El oficial llevaba el uniforme de otro regimiento, pero yo le conocía. Era el teniente Rohn, de los cazadores de Hannover, con quien yo había compartido durante dos semanas el alojamiento el verano anterior. Tenía un tiro en el pecho.

– He sido yo -dije-. ¿Qué pasa con el marqués de Bolibar? ¿Lo conoce usted?

Se me quedó mirando angustiado y con gesto de horror. La fiebre causada por la herida ardía en sus ojos.

– ¡Apresadlo sin demora! -gritó con voz ronca-. De lo contrario, os aniquilará a todos.

El Tonel

Dos días después, el teniente von Rohn de los cazadores de Hannover falleció a causa de sus heridas en el convento de Santa Engracia, que habíamos convertido en lazareto a nuestra llegada a La Bisbal. Durante esos dos días, nuestro coronel y el capitán Eglofstein le tomaron reiteradamente declaración acerca de los pormenores de su encuentro con el Tonel y el marqués de Bolibar. Aunque no siempre tenía la cabeza clara, sus revelaciones nos proporcionaron un cuadro satisfactorio de lo que aquella noche -que fue la siguiente a nuestro enfrentamiento con los guerrilleros- habían convenido el Tonel, el marqués de Bolibar y el capitán inglés William O'Callaghan junto a la ermita de San Roque, en los bosques cercanos a Bascara. Su relato nos permitió hacernos una idea exacta del carácter y las facultades del marqués de Bolibar, y de hasta qué punto nos convenía tomar las debidas precauciones contra tan peligroso enemigo de Francia y del Emperador.

El teniente von Rohn, con importantes documentos contables, en concreto las llamadas feuilles d'appel, las listas de efectivos y de registro de los cazadores de Hannover, había sido enviado por el comandante de su regimiento a Forgosa, donde se hallaba el cuartel general del mariscal Soult. La razón era que el subinspector se negaba a pagar. Debido a que la zona que separaba el cuarto cuerpo de ejército del mariscal Soult de la brigada del general d'Hilliers, a la que pertenecían los cazadores de Hannover, se encontraba en poder de los insurgentes, que también tenían ocupada la ciudad de La Bisbal y sus alrededores, el teniente von Rohn se había visto obligado a evitar el cómodo camino real y hacer uso de los senderos forestales que conducían a Forgosa dando un rodeo por la sierra.

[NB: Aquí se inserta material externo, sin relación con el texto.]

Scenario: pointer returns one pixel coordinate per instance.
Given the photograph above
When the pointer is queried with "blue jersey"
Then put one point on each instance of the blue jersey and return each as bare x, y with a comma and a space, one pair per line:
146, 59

A esta altura de su relato, el teniente von Rohn dio rienda suelta a sus amargas quejas contra los contadores del ejército, afirmando que desearía arrancar de sus mullidas poltronas a todos los comisarios de guerra y a los elucubradores, y en general a todos los chupatintas del cuartel general, para hacerlos sentarse sobre las duras piedras del suelo español; de ese modo aprenderían pronto a tratar a las tropas como es debido. En su regimiento escaseaba un día el calzado y al siguiente los cartuchos, y una vez los zapadores habían tenido que emplear cubetas de jardinero en lugar de sus gaviones. A partir de allí perdió por completo el hilo del relato y dio en hablar de la soldada, protestando enérgicamente contra el hecho de que un teniente cobrase en casa veintidós táleros al mes mientras que él, en campaña, sólo recibía dieciocho. «Junot está loco!», gritó a continuación, en el acaloramiento de la fiebre. «¡Cómo es posible que un loco de atar siga mandando un cuerpo de ejército! No digo que no sea valiente; en la batalla le coge el fusil a cualquier soldado raso y pelea como uno más».